Bermuda-based Lazard is representing Ghana, while Paris-based Rothschild is representing international bondholders, who account for the largest share of the country’s external debt.
The talks cover the $13 billion owed to international bondholders and are being held under a non-disclosure agreement, meaning that no public information will be released at this time.
Hard negotiations amid diverse creditors landscape
Negotiations with international bondholders are just one part of Ghana’s debt restructuring talks, which are proving to be challenging due to the diversity of the country’s creditors.
The country secured a staff-level agreement with the International Monetary Fund (IMF) in December for a $3 billion loan, but the IMF’s conditions include a successful restructuring program of domestic and external debt.
Domestic debt, which accounts for a third of the country’s total debt ($19bn), was dealt with through a successful Domestic Debt Exchange Programme initiated by the Ministry of Finance at the begging of the year. The government managed to swap $8.2bn of domestic bonds, despite the exemption of pension funds after labour unions threatened a general strike.
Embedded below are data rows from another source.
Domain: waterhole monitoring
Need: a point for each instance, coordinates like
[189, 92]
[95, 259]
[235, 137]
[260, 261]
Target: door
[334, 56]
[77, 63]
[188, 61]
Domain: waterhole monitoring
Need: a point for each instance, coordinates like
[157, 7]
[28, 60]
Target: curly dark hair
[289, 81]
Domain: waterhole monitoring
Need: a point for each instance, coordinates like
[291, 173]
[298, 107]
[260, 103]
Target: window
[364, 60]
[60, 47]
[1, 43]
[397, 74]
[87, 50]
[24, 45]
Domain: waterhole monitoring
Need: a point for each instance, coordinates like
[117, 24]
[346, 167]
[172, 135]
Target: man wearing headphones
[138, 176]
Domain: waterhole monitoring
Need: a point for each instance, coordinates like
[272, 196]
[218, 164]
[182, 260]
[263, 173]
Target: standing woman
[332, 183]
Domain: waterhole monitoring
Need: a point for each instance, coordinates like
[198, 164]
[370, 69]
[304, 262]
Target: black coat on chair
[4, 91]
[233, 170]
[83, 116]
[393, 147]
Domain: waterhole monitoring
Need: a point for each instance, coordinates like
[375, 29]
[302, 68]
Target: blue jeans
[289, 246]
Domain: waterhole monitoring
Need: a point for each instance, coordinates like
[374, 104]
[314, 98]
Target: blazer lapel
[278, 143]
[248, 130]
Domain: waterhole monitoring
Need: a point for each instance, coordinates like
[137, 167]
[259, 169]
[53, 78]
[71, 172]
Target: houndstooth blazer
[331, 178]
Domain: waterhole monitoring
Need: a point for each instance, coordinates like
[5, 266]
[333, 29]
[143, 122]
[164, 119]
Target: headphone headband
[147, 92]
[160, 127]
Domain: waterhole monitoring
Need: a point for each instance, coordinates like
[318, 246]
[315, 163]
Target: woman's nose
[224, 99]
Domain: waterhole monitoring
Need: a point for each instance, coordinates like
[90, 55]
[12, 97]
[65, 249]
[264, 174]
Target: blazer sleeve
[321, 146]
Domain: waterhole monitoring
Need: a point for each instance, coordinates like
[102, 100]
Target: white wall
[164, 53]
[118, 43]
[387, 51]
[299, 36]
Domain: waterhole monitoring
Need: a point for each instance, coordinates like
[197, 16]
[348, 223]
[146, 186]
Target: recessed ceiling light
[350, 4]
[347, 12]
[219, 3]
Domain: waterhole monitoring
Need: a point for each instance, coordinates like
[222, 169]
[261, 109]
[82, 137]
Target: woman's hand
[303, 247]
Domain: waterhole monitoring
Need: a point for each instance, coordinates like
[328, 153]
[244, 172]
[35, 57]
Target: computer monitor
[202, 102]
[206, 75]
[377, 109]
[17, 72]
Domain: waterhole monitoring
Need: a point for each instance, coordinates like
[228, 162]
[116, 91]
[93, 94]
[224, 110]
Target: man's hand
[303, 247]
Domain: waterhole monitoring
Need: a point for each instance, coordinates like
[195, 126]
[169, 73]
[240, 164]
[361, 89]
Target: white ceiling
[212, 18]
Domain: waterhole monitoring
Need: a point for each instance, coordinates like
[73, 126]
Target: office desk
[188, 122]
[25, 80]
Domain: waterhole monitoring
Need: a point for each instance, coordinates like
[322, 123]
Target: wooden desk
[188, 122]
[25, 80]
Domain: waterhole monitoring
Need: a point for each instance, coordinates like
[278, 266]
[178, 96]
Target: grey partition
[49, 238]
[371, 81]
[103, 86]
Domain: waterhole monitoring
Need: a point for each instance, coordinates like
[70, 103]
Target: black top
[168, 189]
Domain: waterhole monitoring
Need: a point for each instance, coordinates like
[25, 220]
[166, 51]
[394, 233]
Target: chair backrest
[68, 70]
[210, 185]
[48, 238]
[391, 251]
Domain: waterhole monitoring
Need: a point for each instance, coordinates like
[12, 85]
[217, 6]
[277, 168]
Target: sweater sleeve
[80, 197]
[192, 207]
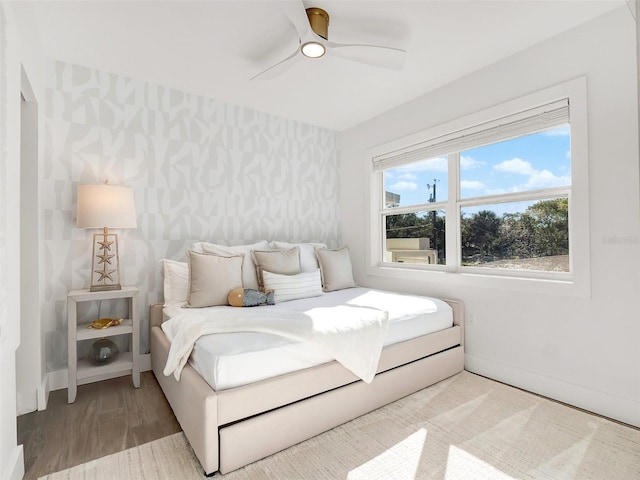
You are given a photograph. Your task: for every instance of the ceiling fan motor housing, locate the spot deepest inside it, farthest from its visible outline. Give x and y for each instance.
(319, 21)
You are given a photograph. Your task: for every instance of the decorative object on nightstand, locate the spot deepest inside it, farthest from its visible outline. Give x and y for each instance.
(102, 352)
(105, 206)
(102, 362)
(103, 323)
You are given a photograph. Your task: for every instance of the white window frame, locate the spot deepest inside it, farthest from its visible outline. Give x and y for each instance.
(576, 282)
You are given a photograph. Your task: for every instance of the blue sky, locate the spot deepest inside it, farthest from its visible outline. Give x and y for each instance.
(535, 161)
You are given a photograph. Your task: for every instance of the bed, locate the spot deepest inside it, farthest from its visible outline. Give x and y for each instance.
(246, 418)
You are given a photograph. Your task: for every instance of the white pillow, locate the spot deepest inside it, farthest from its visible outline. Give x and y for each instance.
(176, 281)
(249, 278)
(335, 268)
(292, 287)
(308, 260)
(211, 278)
(284, 262)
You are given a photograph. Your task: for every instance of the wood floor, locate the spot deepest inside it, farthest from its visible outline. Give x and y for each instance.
(107, 417)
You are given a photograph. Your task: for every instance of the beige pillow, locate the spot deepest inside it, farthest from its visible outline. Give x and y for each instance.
(211, 278)
(249, 279)
(335, 268)
(176, 281)
(308, 260)
(293, 287)
(284, 262)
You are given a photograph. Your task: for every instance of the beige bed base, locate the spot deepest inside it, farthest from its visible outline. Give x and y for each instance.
(232, 428)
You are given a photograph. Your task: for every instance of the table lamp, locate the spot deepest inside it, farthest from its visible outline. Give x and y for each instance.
(105, 206)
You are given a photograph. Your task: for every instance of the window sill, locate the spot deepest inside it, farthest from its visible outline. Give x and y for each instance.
(559, 284)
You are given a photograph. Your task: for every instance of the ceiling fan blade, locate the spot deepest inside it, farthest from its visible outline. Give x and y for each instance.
(297, 14)
(376, 55)
(280, 67)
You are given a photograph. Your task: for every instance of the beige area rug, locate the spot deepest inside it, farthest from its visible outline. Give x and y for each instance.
(466, 428)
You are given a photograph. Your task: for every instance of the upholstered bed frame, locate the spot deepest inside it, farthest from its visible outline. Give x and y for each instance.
(234, 427)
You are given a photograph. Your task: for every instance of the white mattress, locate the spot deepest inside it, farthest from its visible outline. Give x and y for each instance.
(233, 359)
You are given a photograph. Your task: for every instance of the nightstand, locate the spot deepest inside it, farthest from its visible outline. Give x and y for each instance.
(81, 371)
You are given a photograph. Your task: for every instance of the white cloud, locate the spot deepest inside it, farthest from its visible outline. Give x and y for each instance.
(467, 163)
(516, 166)
(471, 184)
(546, 179)
(400, 186)
(408, 176)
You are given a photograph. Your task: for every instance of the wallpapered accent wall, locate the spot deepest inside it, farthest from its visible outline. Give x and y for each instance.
(200, 170)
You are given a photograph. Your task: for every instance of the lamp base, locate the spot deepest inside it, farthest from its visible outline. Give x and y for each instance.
(105, 288)
(105, 264)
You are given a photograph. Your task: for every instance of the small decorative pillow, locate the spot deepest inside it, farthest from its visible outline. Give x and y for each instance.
(211, 277)
(292, 287)
(176, 281)
(249, 278)
(285, 262)
(308, 260)
(248, 297)
(335, 268)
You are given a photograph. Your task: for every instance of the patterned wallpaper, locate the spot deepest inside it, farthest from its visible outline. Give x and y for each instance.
(200, 169)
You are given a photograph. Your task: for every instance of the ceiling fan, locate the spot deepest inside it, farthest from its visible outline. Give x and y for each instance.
(312, 27)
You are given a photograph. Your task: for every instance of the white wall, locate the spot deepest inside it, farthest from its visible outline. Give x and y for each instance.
(200, 170)
(584, 351)
(31, 374)
(11, 456)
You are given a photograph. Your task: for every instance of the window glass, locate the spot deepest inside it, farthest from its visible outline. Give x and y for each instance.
(417, 237)
(531, 235)
(417, 183)
(532, 162)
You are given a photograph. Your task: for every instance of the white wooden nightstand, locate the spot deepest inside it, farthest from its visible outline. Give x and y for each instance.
(81, 371)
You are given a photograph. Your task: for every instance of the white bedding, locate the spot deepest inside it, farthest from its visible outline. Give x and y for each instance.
(230, 360)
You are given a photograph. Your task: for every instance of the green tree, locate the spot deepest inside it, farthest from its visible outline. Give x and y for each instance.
(551, 224)
(484, 228)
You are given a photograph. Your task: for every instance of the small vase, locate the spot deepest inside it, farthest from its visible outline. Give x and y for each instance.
(103, 352)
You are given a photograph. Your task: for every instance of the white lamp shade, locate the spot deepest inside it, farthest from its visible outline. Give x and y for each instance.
(105, 205)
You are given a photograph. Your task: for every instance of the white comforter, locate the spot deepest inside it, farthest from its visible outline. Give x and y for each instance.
(353, 336)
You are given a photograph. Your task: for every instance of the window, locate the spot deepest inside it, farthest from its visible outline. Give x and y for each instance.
(493, 198)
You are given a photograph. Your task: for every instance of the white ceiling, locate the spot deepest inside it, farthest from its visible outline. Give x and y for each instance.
(213, 48)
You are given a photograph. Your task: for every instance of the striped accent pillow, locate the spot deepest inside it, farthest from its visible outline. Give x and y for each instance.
(292, 287)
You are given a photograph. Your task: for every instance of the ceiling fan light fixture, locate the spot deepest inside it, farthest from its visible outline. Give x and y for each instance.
(313, 49)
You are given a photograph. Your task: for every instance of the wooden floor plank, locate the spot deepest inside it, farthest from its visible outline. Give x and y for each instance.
(107, 417)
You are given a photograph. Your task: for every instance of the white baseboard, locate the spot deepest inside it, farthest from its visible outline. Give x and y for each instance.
(59, 379)
(14, 469)
(624, 410)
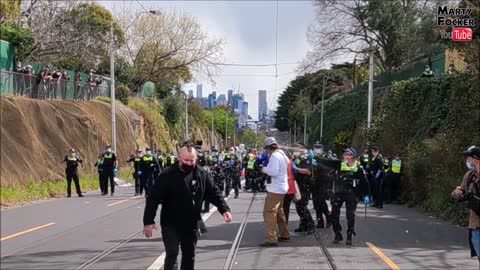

The remaining external debt, which amounts to approximately $36 billion, is where the situation becomes more complicated. It involves three types of creditor: private lenders (international bondholders and commercial banks), bilateral lenders (China and Paris club countries), and multi-lateral lenders (World Bank, IMF).
Talks with bilateral creditors such as China and the Paris Club are pending, and the country has also started talks with China to restructure nearly $2 billion of bilateral loans. But the government is facing a difficult balancing act to address its debt while continuing to promote economic growth.